With respect to Novo Nordisk’s argument that the QSSD conflates Part B and Part D drugs in violation of the statute, the government said the statute “directs CMS to select drugs based on relative spending—and makes only Medicare Part D spending a relevant ranking criterion for price applicability years 2026 and 2027.”⁸⁵ In other words, the government says it is “immaterial” that the manufacturer’s insulin drugs are reimbursed under both Parts B and D, because the “practical effect” of the statute is that Part B drugs are not selected for negotiation in price year 2026 unless they also have the highest Part D expenditures.⁸⁶ The government argued NovoLog meets both criteria and thus that the drug is not exempted from selection simply because it also receives reimbursement under Part B.⁸⁷

Lastly, the government argued that CMS’s bona fide marketing standard is consistent with the IRA.⁸⁸ The government explained that the standard is needed to ensure that manufacturers cannot avoid negotiation by contracting with a generic competitor to launch a de minimis amount of a generic drug or biosimilar, thereby exempting it from the QSSD definition.⁸⁹ The government also argued that the specific language of the IRA indicates that Congress intended for CMS to “exercise some judgment in applying the standard,” and that the manufacturers’ interpretation of the IRA would render the marketing requirement “meaningless.”⁹⁰ The government disputed the relevance of other CMS interpretations of “marketing” that the manufacturers assert lack a bona fide requirement, arguing that in those instances de minimis marketing was not a concern.⁹¹

81 Defendants’ Opposition to Plaintiffs’ Motion for Summary Judgment and Cross-motion at 30, AstraZeneca Pharms. LP v. Becerra, No. 23-931 (D. Del. Nov. 1, 2023), ECF No. 21; Memorandum of Law in Opposition to Plaintiff’s Motion for Summary Judgment and in Support of Defendants’ Cross-motion at 27, Novo Nordisk, Inc. v. Becerra, No. 23-CV-20814, 2024 WL 3594413 (D.N.J. Jan. 26, 2024), ECF No. 37; see also Revised Guidance at 11.

82 42 U.S.C. § 1320f-1(d)(3)(B).

83 Memorandum of Law in Opposition to Plaintiff’s Motion for Summary Judgment and in Support of Defendants’ Cross-motion at 23, Novo Nordisk, Inc. v. Becerra, No. 23-CV-20814 (D.N.J. Jan. 26, 2024), ECF No. 37.

84 Id. at 27; Defendants’ Opposition to Plaintiffs’ Motion for Summary Judgment and Cross-motion at 31, AstraZeneca Pharms. LP v. Becerra, No. 23-931 (D. Del. Nov. 1, 2023), ECF No. 21. For more information about product hopping, see CRS In Focus IF11561, Pharmaceutical Patenting Practices: A Legal Overview, coordinated by Kevin J. Hickey (2020).

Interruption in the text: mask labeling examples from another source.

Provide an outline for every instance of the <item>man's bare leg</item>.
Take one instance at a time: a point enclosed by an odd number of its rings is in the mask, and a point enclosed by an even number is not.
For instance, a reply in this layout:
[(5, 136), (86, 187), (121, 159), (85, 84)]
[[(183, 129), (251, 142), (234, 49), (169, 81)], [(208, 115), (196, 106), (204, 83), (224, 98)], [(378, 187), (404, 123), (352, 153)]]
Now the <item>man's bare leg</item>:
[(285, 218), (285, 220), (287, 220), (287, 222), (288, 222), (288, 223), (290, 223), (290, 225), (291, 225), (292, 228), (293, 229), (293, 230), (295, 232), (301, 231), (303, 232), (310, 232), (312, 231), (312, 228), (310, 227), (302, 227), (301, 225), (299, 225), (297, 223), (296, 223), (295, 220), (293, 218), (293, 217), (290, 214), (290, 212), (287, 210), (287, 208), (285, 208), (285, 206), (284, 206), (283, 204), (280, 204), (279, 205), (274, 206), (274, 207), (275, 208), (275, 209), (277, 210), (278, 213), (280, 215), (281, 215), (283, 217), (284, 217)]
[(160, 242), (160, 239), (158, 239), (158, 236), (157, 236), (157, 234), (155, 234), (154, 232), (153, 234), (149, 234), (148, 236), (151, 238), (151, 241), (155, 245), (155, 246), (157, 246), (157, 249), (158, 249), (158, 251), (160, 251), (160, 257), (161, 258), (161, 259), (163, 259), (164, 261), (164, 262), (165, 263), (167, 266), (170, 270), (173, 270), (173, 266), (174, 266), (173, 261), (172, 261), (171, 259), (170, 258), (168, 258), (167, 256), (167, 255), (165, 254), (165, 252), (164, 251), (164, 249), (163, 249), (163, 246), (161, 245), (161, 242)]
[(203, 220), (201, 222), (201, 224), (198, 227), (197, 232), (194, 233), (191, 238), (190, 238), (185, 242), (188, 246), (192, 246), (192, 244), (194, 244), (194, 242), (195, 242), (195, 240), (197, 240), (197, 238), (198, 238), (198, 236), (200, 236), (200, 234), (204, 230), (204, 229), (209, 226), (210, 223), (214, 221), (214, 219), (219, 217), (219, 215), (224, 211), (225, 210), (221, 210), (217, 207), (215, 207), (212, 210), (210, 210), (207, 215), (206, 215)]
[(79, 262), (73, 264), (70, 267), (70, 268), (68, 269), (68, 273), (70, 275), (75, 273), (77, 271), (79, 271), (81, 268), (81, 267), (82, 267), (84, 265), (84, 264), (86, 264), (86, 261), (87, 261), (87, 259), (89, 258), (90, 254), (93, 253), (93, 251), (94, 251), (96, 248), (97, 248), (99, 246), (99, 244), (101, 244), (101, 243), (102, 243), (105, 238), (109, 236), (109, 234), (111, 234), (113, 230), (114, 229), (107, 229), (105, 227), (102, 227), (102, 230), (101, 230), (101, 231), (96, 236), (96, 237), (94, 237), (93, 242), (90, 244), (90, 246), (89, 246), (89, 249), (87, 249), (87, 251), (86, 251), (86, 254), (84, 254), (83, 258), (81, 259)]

85 Memorandum of Law in Opposition to Plaintiff’s Motion for Summary Judgment and in Support of Defendants’ Cross-motion at 27, Novo Nordisk, Inc. v. Becerra, No. 23-20814 (D.N.J. Jan. 26, 2024), ECF No. 37.

86 Id. at 28.

87 Id.

88 Defendants’ Opposition to Plaintiffs’ Motion for Summary Judgment and Cross-motion at 32, AstraZeneca Pharms. LP v. Becerra, No. 23-931 (D. Del. Nov. 1, 2023), ECF No. 21.

89 Id. at 33.

90 Id. at 34, 36. See 42 U.S.C. § 1320f-1(c)(1)(B).

91 Defendants’ Opposition to Plaintiffs’ Motion for Summary Judgment and Cross-motion at 38, AstraZeneca Pharms. LP v. Becerra, No. 23-931 (D. Del. Nov. 1, 2023), ECF No. 21.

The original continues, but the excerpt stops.